(ii.) A lover of money no money ever satisfied; and who that loved profusion ever had sufficient income? Another instance of the evanescent.


(10.) Loving silver (the Masorets point as a participle, but however correct this may be, the participial notion is in Ecclesiastes apparently not so prominent, as it is when the poel is used written full) not satisfies (i.e. as the nominative follows, ‘shall not be satisfied with’) silver (silver is doubled here, and used of course in the sense of money——the meaning being that ‘a lover of money no money ever satisfies’), and who loving in a multitude (i.e. setting his desires in a multitude of goods, or anything else) not (but the LXX. in place of לא possibly read לוֹ, ‘to him,’ and this makes far better and more pungent sense——‘to him’ emphatic will then be the meaning) a revenue (Numbers xviii. 30, Deuteronomy xxxiii. 14, Proverbs iii. 14, xviii. 20; or, still better, for the word is derived from the root בוא, ‘to come,’ ‘an income.’ Thus it is seen that the two clauses are aimed respectively against niggardliness and extravagance. The miser and the spendthrift both never have enough); also this is vanity (another instance of the transitory and evanescent, as indeed it is, because these riches look satisfactory and are not).

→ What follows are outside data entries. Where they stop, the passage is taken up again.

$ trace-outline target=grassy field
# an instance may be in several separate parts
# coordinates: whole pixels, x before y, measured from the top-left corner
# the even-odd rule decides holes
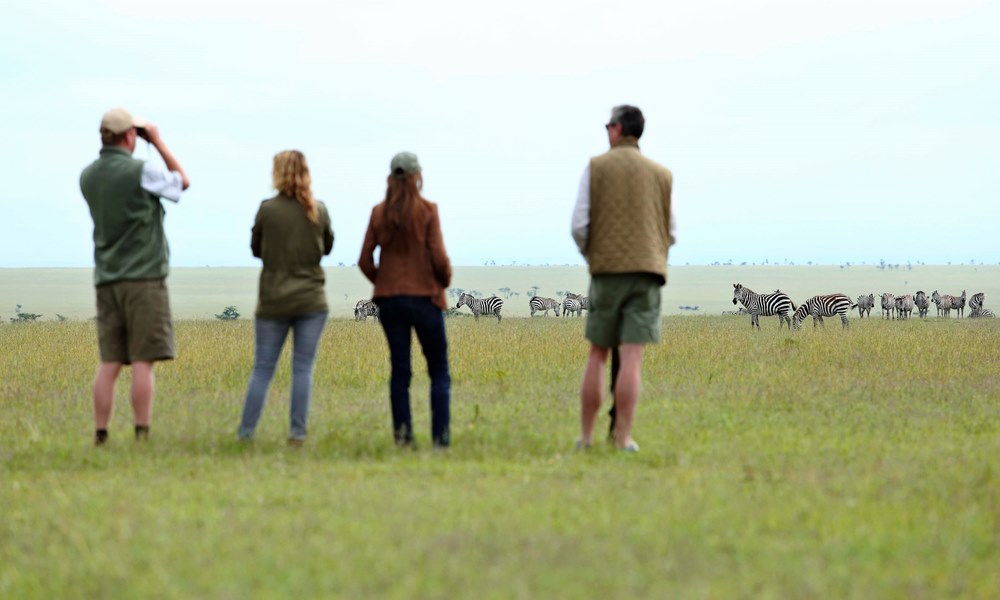
[[[577,319],[448,321],[445,453],[419,373],[391,444],[371,322],[328,326],[301,450],[287,360],[234,439],[249,321],[180,322],[152,439],[120,385],[101,449],[92,325],[2,325],[0,597],[996,598],[1000,322],[762,326],[664,319],[624,455],[571,450]]]
[[[356,267],[327,268],[327,300],[335,317],[350,317],[354,304],[368,298],[372,286]],[[171,307],[180,319],[213,319],[226,306],[236,306],[247,317],[257,301],[259,269],[179,268],[168,279]],[[7,322],[20,304],[23,310],[43,315],[42,320],[83,320],[94,316],[94,289],[90,269],[0,269],[0,321]],[[796,304],[817,294],[845,293],[851,298],[882,292],[914,294],[934,290],[961,294],[985,292],[987,306],[1000,303],[1000,266],[915,266],[912,269],[876,269],[873,266],[672,266],[664,288],[663,312],[718,315],[732,310],[733,284],[742,283],[756,292],[781,288]],[[559,291],[586,294],[589,278],[584,267],[457,267],[454,288],[497,294],[502,288],[518,293],[505,300],[503,314],[527,317],[528,291],[552,298]],[[993,299],[991,302],[990,298]],[[454,304],[457,294],[449,296]],[[698,307],[697,311],[681,306]],[[462,311],[468,312],[468,308]]]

11 When goods increase, they are increased that eat them: and what good is there to the owners thereof, saving the beholding of them with their eyes?

(iii.) As property increases, so increases consumption too; and what success then has ownership, but just the right of beholding it?

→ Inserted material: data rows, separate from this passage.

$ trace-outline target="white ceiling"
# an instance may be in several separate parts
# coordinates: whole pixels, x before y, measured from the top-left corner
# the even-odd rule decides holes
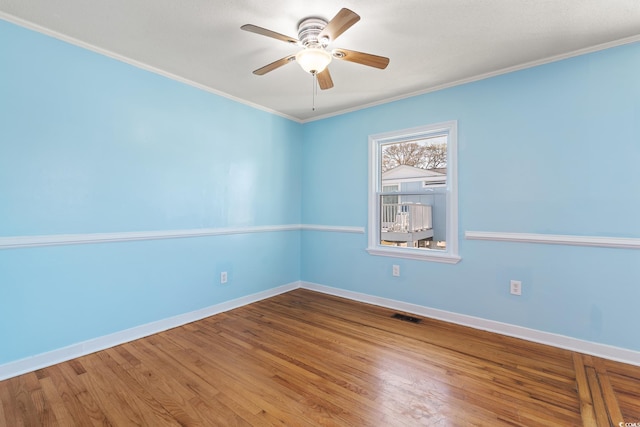
[[[330,47],[386,70],[334,60],[316,111],[297,64],[252,74],[297,48],[241,25],[297,38],[302,18],[343,7],[361,20]],[[640,0],[0,0],[0,18],[298,121],[640,41]]]

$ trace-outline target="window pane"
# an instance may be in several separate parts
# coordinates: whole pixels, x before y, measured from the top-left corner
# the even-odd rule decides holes
[[[400,166],[410,166],[446,177],[447,135],[384,144],[380,161],[383,175]]]
[[[446,250],[447,135],[382,144],[379,168],[380,244]]]
[[[403,202],[380,196],[380,244],[417,249],[446,249],[446,195],[409,194]],[[404,201],[404,200],[414,201]],[[425,203],[428,201],[430,203]],[[437,208],[437,209],[434,209]],[[435,215],[435,217],[434,217]]]

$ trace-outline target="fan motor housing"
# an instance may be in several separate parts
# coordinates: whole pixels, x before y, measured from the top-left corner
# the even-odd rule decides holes
[[[298,40],[304,47],[325,47],[318,39],[318,35],[327,26],[327,21],[322,18],[305,18],[298,24]]]

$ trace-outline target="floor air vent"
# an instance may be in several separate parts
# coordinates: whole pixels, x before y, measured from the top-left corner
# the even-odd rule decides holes
[[[407,316],[406,314],[395,313],[393,316],[394,319],[404,320],[405,322],[411,323],[420,323],[422,319],[418,319],[417,317]]]

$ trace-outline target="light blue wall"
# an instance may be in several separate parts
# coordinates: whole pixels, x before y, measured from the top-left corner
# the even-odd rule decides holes
[[[368,135],[458,120],[462,261],[372,256],[366,235],[305,231],[302,280],[640,350],[640,251],[463,238],[640,238],[639,76],[636,43],[307,124],[303,222],[367,226]]]
[[[301,137],[0,21],[0,236],[299,224]],[[296,282],[299,249],[295,231],[0,250],[0,364]]]
[[[368,135],[455,119],[461,236],[640,237],[638,71],[628,45],[300,125],[0,21],[0,236],[366,226]],[[0,250],[0,364],[300,279],[640,350],[640,251],[461,237],[445,265],[366,241]]]

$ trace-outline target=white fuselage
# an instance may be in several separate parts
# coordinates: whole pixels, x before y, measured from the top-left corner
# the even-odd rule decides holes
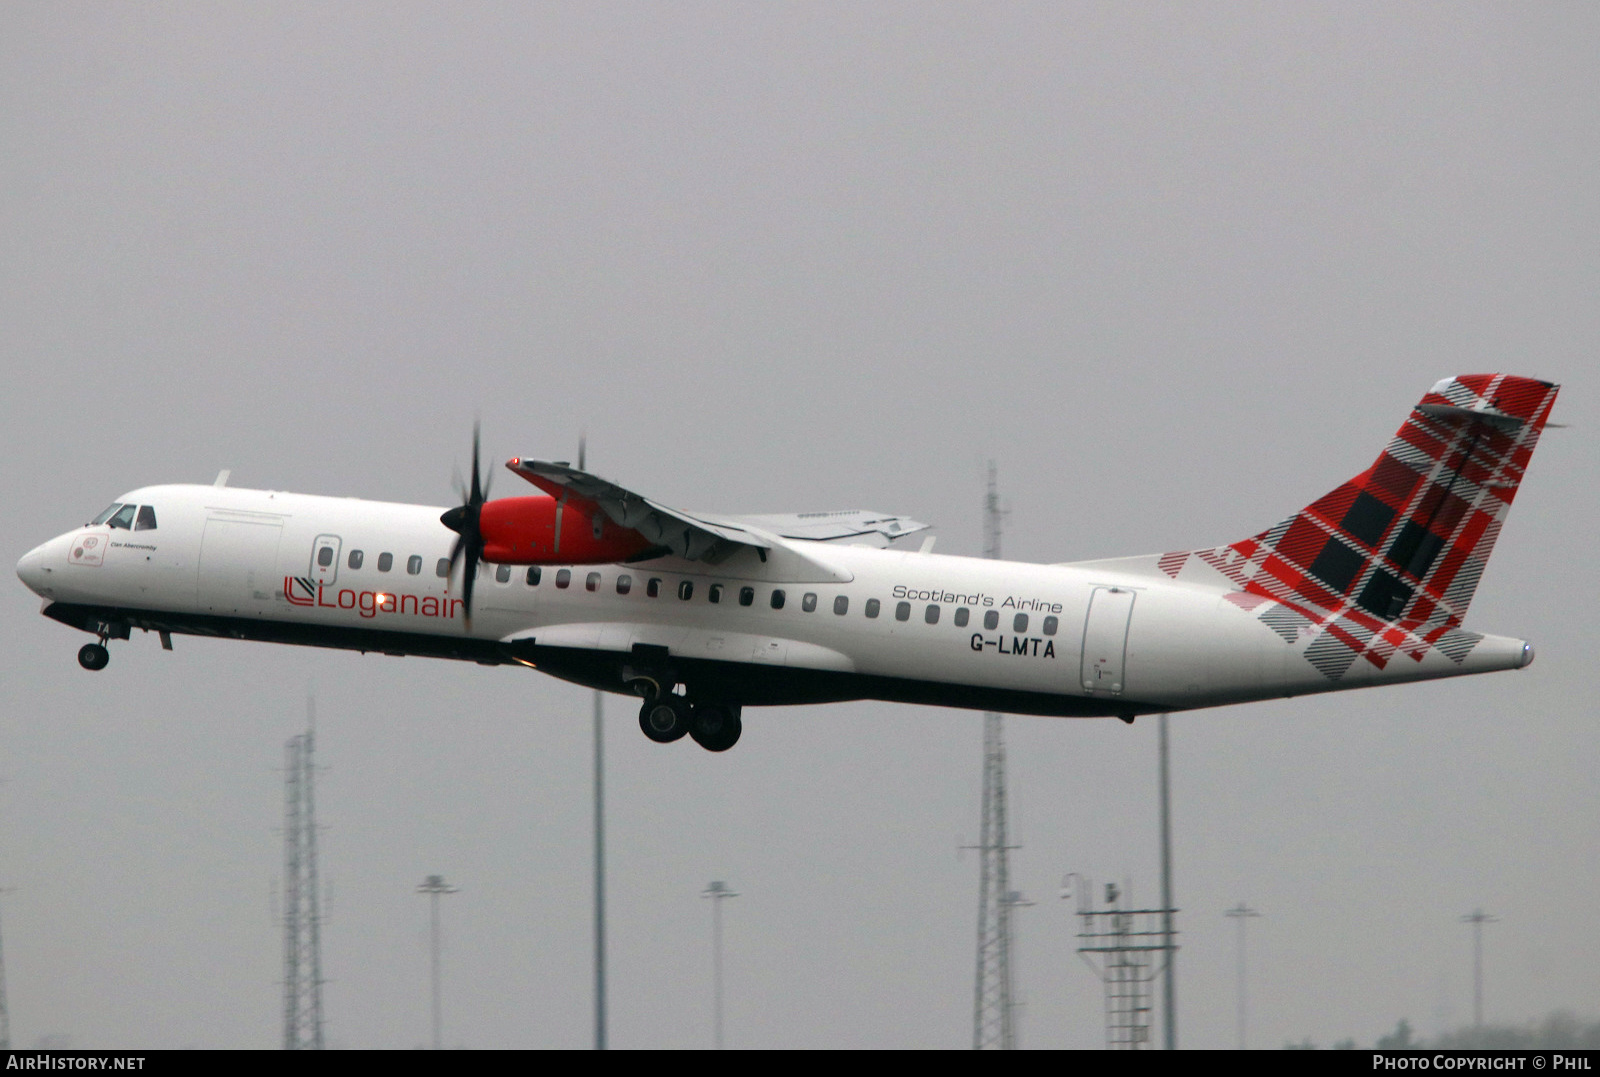
[[[1529,654],[1483,637],[1461,661],[1429,651],[1330,679],[1304,657],[1311,633],[1284,638],[1228,601],[1220,577],[1178,583],[1148,559],[1036,565],[795,541],[715,566],[482,565],[469,624],[461,570],[440,572],[455,541],[440,508],[217,486],[121,500],[153,506],[157,526],[79,528],[18,565],[46,612],[102,635],[514,661],[615,691],[643,649],[741,703],[875,697],[1125,717],[1511,669]]]

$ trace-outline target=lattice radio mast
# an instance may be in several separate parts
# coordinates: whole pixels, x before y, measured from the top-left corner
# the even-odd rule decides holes
[[[0,889],[0,894],[9,894],[13,887]],[[11,1050],[11,1011],[6,1008],[6,958],[5,951],[0,950],[0,1051]]]
[[[322,910],[317,897],[317,822],[312,796],[316,712],[284,746],[283,1048],[322,1050]]]
[[[983,499],[983,554],[1000,556],[1000,496],[995,490],[994,461],[989,462],[988,492]],[[972,998],[973,1050],[1017,1046],[1012,1003],[1011,917],[1020,903],[1011,890],[1006,843],[1006,747],[1000,715],[983,716],[983,823],[978,844],[978,968]]]

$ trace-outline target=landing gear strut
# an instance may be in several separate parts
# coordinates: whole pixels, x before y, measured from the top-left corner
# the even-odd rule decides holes
[[[78,648],[78,665],[84,669],[98,672],[110,662],[111,652],[106,650],[103,643],[85,643]]]

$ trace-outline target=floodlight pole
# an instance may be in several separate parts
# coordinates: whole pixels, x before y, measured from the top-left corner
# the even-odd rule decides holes
[[[594,1049],[606,1049],[605,707],[594,694]]]
[[[1483,1027],[1483,925],[1498,923],[1498,916],[1491,916],[1482,909],[1474,909],[1461,918],[1464,924],[1472,925],[1472,1027]]]
[[[1244,925],[1251,917],[1260,916],[1256,910],[1244,902],[1239,902],[1233,908],[1223,913],[1230,920],[1239,924],[1239,1050],[1243,1051],[1245,1044],[1245,989],[1244,989]]]
[[[1178,948],[1172,936],[1172,797],[1171,771],[1167,766],[1167,716],[1156,723],[1161,754],[1161,933],[1166,944],[1166,968],[1161,973],[1162,1046],[1178,1049]]]
[[[716,1049],[722,1050],[722,903],[739,895],[728,889],[726,883],[714,881],[700,892],[711,899],[711,980],[716,1005]]]
[[[459,888],[451,886],[444,881],[443,875],[430,875],[422,880],[422,885],[417,887],[417,893],[427,894],[428,903],[432,906],[433,914],[433,1049],[442,1050],[444,1037],[442,1035],[443,1021],[439,1007],[439,895],[454,894]]]
[[[589,435],[578,434],[578,470],[588,470]],[[606,1049],[605,707],[594,693],[594,1049]]]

(11.) In the multitudes of the good (an abstract, with the article, and hence the meaning is ‘In the very increase of the property itself, and as it increases,’ this being the meaning of the plural, which is distributive) multiply the eatings of it (or, for the ה may be considered paragogic, and so making, as it were, an abstract of the poel participle, ‘consumers’), and what is the success (כשרון, see [ii. 21], references) to the owners of it (i.e. to ownership), except seeing (ראית, this the Masorets alter to ראות, but unnecessarily, for there is a slight difference in the sense here, which will account for the unusual grammatical form; a causative or hiphil notion is implied by it; hence the LXX. ἀρχὴ τοῦ ὁρᾶν, ‘the priority to see,’) his eyes? (i.e. each one with his eyes, singular following plural).


12 The sleep of a labouring man is sweet, whether he eat little or much: but the abundance of the rich will not suffer him to sleep.